Applebee’s seeking new ad agency
Applebee’s Neighborhood Grill and Bar is searching for a new creative advertising agency, chain officials said Monday.
The casual-dining chain, which spends more than $100 million annually on advertising, said it hired Morgan Anderson Consulting to conduct a comprehensive review of its creative advertising program.
For the past five years, the 2,000-unit Applebee’s has worked with New York-based McCann, which has been invited to participate in the review, officials said.
The review is scheduled to conclude by the end of the first quarter next year.
The move comes after Applebee’s parent DineEquity Inc. last week blamed a dip in same-store sales at the brand on a failed promotion for its Stacked, Stuffed & Topped menu during the third quarter.

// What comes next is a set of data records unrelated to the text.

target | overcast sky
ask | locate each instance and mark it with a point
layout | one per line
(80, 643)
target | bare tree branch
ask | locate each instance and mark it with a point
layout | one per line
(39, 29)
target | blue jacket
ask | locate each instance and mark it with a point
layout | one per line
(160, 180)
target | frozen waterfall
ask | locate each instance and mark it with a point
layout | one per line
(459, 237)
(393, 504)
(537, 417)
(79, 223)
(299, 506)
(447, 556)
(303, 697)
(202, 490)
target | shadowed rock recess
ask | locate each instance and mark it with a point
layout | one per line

Officials, however, said the unsuccessful promotion didn’t have anything to do with the decision to review its agency account.
“We’ve been thinking about this for a while,” said Nancy Mays, Applebee’s spokeswoman.

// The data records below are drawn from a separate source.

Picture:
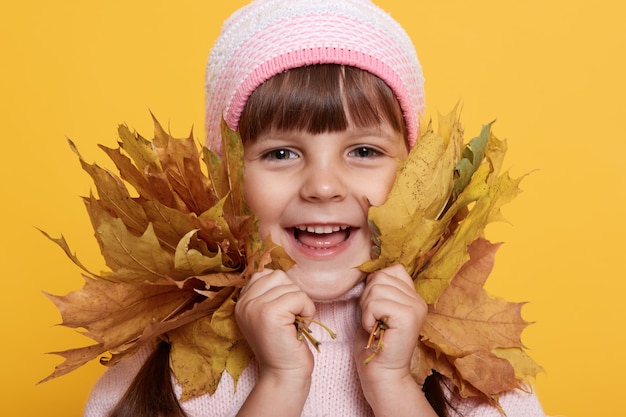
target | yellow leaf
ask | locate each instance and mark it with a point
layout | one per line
(135, 258)
(467, 327)
(405, 226)
(192, 261)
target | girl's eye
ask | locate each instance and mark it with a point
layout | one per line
(364, 152)
(279, 154)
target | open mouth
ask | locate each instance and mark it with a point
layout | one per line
(322, 236)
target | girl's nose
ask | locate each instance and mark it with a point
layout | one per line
(323, 185)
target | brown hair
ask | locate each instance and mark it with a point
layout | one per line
(320, 98)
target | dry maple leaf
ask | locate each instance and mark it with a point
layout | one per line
(179, 243)
(182, 243)
(436, 233)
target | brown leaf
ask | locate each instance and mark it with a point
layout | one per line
(115, 314)
(467, 325)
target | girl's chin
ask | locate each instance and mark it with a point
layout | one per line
(325, 285)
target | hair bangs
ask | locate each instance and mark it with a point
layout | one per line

Over the past several years, Applebee’s has undergone a menu overhaul, with about 80 percent of offerings new or improved, she said.
The chain also has been revitalizing units, refining its beverage strategy and building social-media marketing efforts.

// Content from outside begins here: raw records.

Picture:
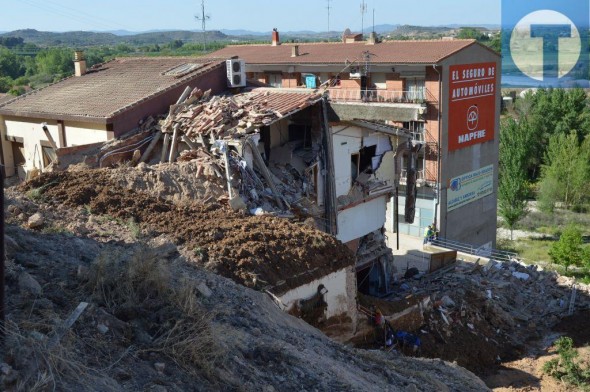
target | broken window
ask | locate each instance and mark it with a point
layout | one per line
(18, 152)
(48, 155)
(275, 80)
(415, 89)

“We want an agency that will take us to the next level,” Mays said.
Becky Johnson, senior vice president, marketing and culinary, for Applebee’s Services Inc., said in a statement that “Applebee’s recognizes the contributions that have been made by McCann over the years and what they’ve helped us accomplish.”
However, she added: “We’ve made significant changes to our food, beverage, menu, buildings and marketing communications in the past year. Given those changes — and the ever-shifting consumer landscape — we need to continue to evolve how we grow the health of our brand.”
The review will not impact Applebee’s ongoing relationship with media-buying agency Universal McCann, a sister company to McCann. Both are owned by mega-holding company Interpublic Group of Companies, or IPG.
Last week, Glendale, Calif.-based DineEquity said same-store sales for Applebee’s dipped 0.3 percent in the third quarter, largely due to slower traffic, after more than a year of positive sales trends.
Julia Stewart, DineEquity chairwoman and chief executive, attributed the results in part to the Stacked Stuffed & Topped promotion introduced in July, which she said “failed to resonate with guests.”
The promotion was pulled early and replaced in August with the return of Applebee’s popular two-for-$20 deal.